When I started to pay attention to volleyball, I was almost entirely interested in international volleyball, matches between national teams. As young and idealistic as I was, it seemed like the purest form of volleyball. The first real volleyball that I saw at the World Promotional Championships only reinforced that early opinion.
Later when I played in Germany (it sounds more impressive than it is), I received my first introduction to attractions of club volleyball. After easing into some German Bundesliga matches, I attended a European Champions Cup match between German champion Hamburger SV and Italian champion Panini Modena. It was my first big club match. In the standing room section, amongst 4,500 spectators, almost all of whom were inordinately proud of their counting ability (the standard spectator activity was counting the contact, very loudly “eins….zwei…dreeeeiiii!”), I learnt about the colour and excitement that comes from cross pollination of a multitude of volleyball schools coming together to represent small communities.
Panini were the top team in western Europe, having won the previous three Italian championships. They were coached by the not yet legendary Julio Velasco, and captained by the Hand of Stone, Franco Bertoli. Their starting lineup was rounded out by Italian legends Cantagalli, Bernardi, Vullo and Lucchetta and US Olympic Gold Medallist Doug Partie.

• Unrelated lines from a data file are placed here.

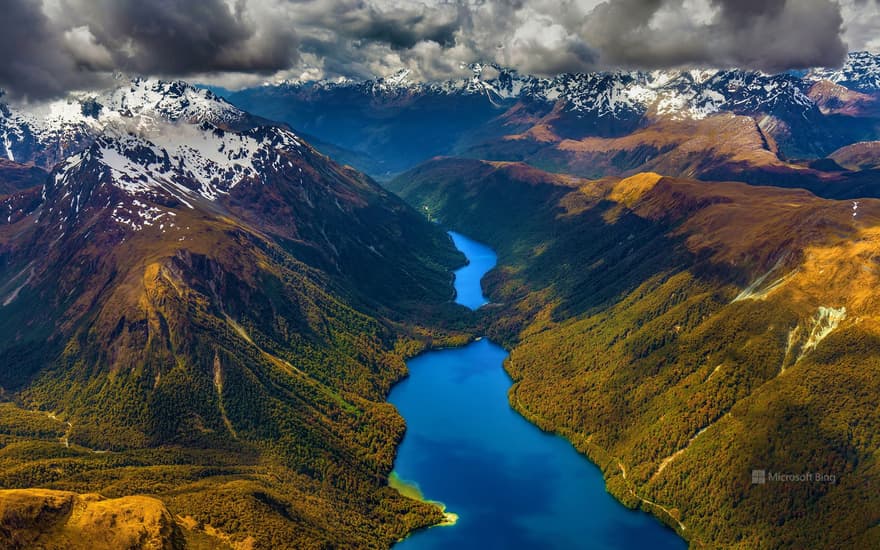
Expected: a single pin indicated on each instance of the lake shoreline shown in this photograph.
(510, 482)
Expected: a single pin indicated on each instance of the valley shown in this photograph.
(219, 330)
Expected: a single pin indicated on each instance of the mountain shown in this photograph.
(684, 333)
(398, 123)
(198, 306)
(860, 72)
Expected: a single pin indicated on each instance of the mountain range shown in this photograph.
(198, 304)
(390, 124)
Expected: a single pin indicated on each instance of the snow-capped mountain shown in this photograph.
(44, 134)
(678, 94)
(860, 72)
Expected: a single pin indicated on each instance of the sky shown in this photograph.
(54, 46)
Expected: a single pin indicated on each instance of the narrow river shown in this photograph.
(510, 484)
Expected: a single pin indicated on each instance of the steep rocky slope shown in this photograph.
(207, 311)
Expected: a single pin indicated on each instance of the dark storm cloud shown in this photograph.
(34, 65)
(184, 36)
(768, 35)
(56, 45)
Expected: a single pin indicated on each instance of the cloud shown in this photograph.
(64, 44)
(768, 35)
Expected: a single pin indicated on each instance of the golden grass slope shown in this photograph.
(42, 518)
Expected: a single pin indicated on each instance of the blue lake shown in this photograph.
(511, 485)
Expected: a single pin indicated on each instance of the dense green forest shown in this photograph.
(238, 375)
(682, 334)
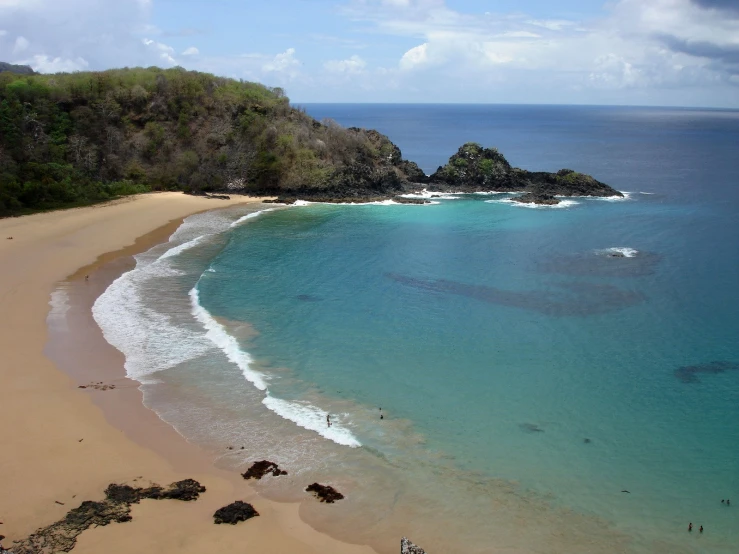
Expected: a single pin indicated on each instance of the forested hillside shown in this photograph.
(73, 139)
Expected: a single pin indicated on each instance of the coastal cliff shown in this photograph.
(477, 169)
(81, 138)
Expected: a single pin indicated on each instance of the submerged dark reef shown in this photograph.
(571, 299)
(689, 373)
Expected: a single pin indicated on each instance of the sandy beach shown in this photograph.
(59, 447)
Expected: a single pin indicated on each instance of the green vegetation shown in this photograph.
(474, 166)
(80, 138)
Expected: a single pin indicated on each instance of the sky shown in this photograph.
(615, 52)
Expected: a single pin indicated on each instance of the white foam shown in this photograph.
(247, 217)
(304, 414)
(626, 196)
(427, 195)
(625, 251)
(148, 339)
(562, 204)
(217, 334)
(59, 302)
(308, 416)
(182, 247)
(388, 202)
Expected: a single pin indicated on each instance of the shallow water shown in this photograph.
(526, 377)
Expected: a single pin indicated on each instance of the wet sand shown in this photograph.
(64, 444)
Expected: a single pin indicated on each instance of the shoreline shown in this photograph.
(121, 438)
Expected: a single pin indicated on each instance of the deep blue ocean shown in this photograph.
(536, 392)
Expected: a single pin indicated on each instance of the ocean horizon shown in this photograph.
(561, 378)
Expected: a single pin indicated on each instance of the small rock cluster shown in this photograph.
(262, 468)
(325, 493)
(116, 508)
(97, 386)
(407, 547)
(234, 513)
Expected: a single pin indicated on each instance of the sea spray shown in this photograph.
(217, 334)
(302, 413)
(308, 416)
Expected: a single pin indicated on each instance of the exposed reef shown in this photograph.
(536, 198)
(234, 513)
(262, 468)
(116, 508)
(325, 493)
(611, 262)
(689, 373)
(477, 169)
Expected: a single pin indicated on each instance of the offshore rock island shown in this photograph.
(477, 169)
(75, 139)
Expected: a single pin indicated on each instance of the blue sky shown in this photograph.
(633, 52)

HSV was the champion of Germany with top Germans Voss, Dornheim, Mackerodt, Braack and two Swedish stars in Sääf and Tholse, who were about to inflict USSR’s first European Championships defeat for 17 years. They were coached by Olaf Kortmann, who introduced a level of professionalism to volleyball that made them known throughout the German sports world.
It was a lot of fun and maybe changed my life.